Victoria is in a very similar situation. The northern parts of the state suffered dreadfully from a poor spring in 2019. They have received upwards of 150 per cent of their average for the February to April period. Conversely, the southwestern parts of the state, who had a cracking 2019 crop, have not fared as well but are still above average.
With the great start to the planting season production of 4MMT of wheat, 1.9MMT of barley and 0.7MMT of canola is quite achievable in Victoria assuming at least average monthly rainfall for the balance of the season.
Rainfall in the second half of April has been sufficient to raise the soil moisture profile in most of South Australia’s winter cropping regions to very favourable levels as the planting of this year’s crop moves into top gear. With the soil temperatures still relatively high for this time of the year the early sown crops are absolutely jumping out of the ground.
As a result, winter crop production is expected to jump significantly on the back of an increase in planted area and improved yields. A wheat crop of 4.5MMT, barley crop of 1.8MMT and a canola crop of 0.4MMT are credible targets at this point in the season.
The two states that still have big question marks regarding 2020/21 production are Western Australia and Queensland, both due to lack of autumn rainfall.
The weather pattern in southern Queensland so far in 2020 is eerily similar to that of last year except the rains that came in late summer were about two weeks earlier. And like the autumn of 2019, the tap has been turned off, and confidence around winter crop production is waning. Many parts of Central Queensland are in the same boat with wet season rainfall well below average.
It is still early in the planting window, and there is plenty of time for the rains to arrive. And a certain proportion of the crop will be sown dry. But on the back of three poor winter crops in a row, and very little joy from a summer crop viewpoint over the same period, the appetite for growers to go all-in is simply not there. The risk is far too high until there is evidence that the weather pattern has changed.

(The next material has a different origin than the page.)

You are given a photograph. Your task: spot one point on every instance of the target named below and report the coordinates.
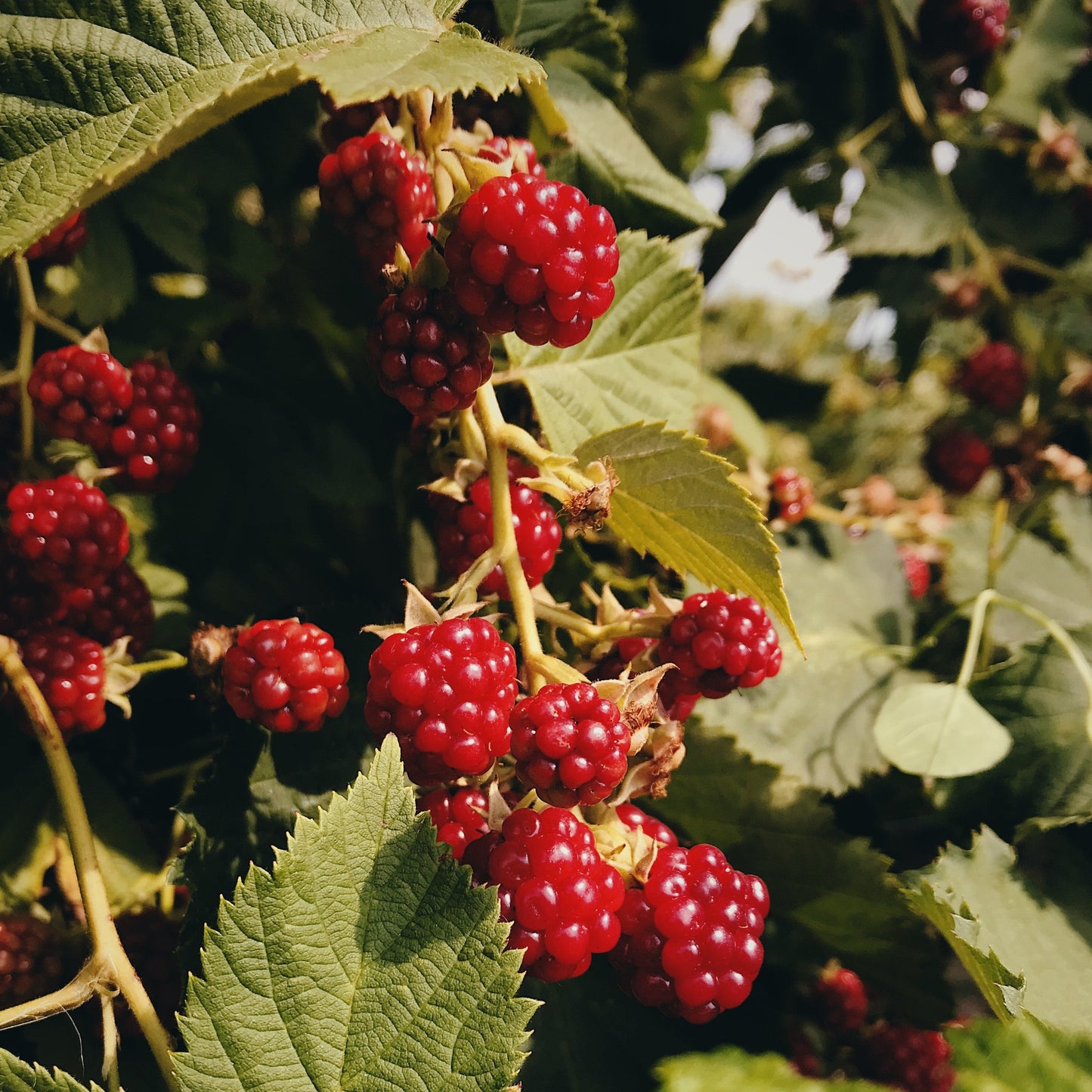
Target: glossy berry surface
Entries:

At this stage of the cycle, a wheat crop of 1.8MMT, barley production of 0.3MMT and chickpea output approaching 0.4MMT is possible, but more autumn rain is required across all districts to maximise the Queensland plant.

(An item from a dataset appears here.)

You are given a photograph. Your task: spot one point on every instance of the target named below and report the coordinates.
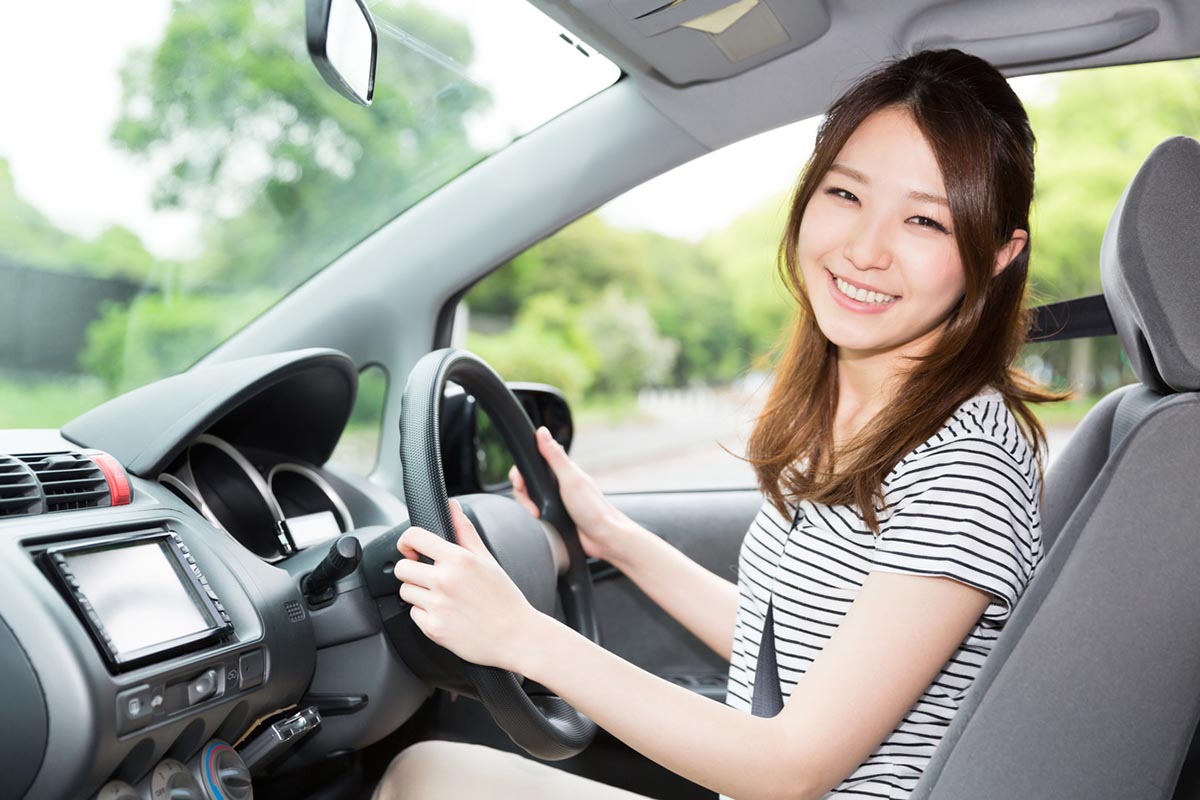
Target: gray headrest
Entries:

Year-to-date rainfall in Western Australia is also below average across almost all districts. But unlike eastern Australia, save for Queensland, April rainfall was no more than 40 per cent of average in most regions. That said, the average autumn break for the state is May 25, so it is definitely not panic stations as yet.

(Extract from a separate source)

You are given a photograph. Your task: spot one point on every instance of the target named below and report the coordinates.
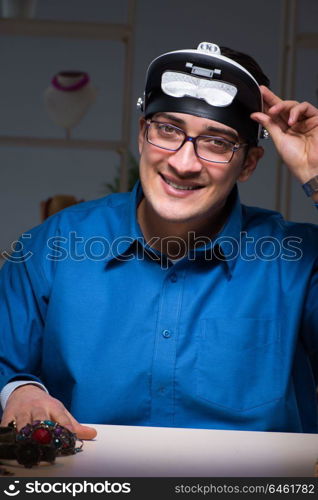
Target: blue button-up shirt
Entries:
(226, 337)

While a poor production year in the west in 2019 may be fresh on grower’s minds, most are now focussed on planting their 2020 crop, whether it be into moisture, or in most cases, dry. Assuming the break arrives in the second half of May a return to above-average yields is expected. Wheat, barley and canola production of 10.5MMT, 4MT and 1.7MMT respectively appear reasonable opening estimates.
With the excellent planting conditions through New South Wales, Victoria and South Australia, and plenty of time for the Western Australian cropping belt to receive their autumn break, national winter crop production is in for a sizeable rebound compared with last season.
Wheat will be the biggest winner with a 28MMT crop, up 93 per cent from the 14.5MMT produced in 2019. The increase in barley production will not be as dramatic, mainly because the crop held up exceptionally well under adverse production conditions last year. A crop of 10MMT is undoubtedly achievable, up from 8.5MMT last season. Canola and chickpea production should both increase year-on-year to 3.8MMT and 0.8MMT, respectively.
The BOM is forecasting wetter than average conditions across the southern two-thirds of the continent for the May to July period and a possible negative Indian Ocean dipole in the second half of the year. This favours Australia’s winter cropping regions and augers well for a return to average or above-average production. However, the one state that remains a concern at the moment is Queensland, especially as it is now entering its dry season.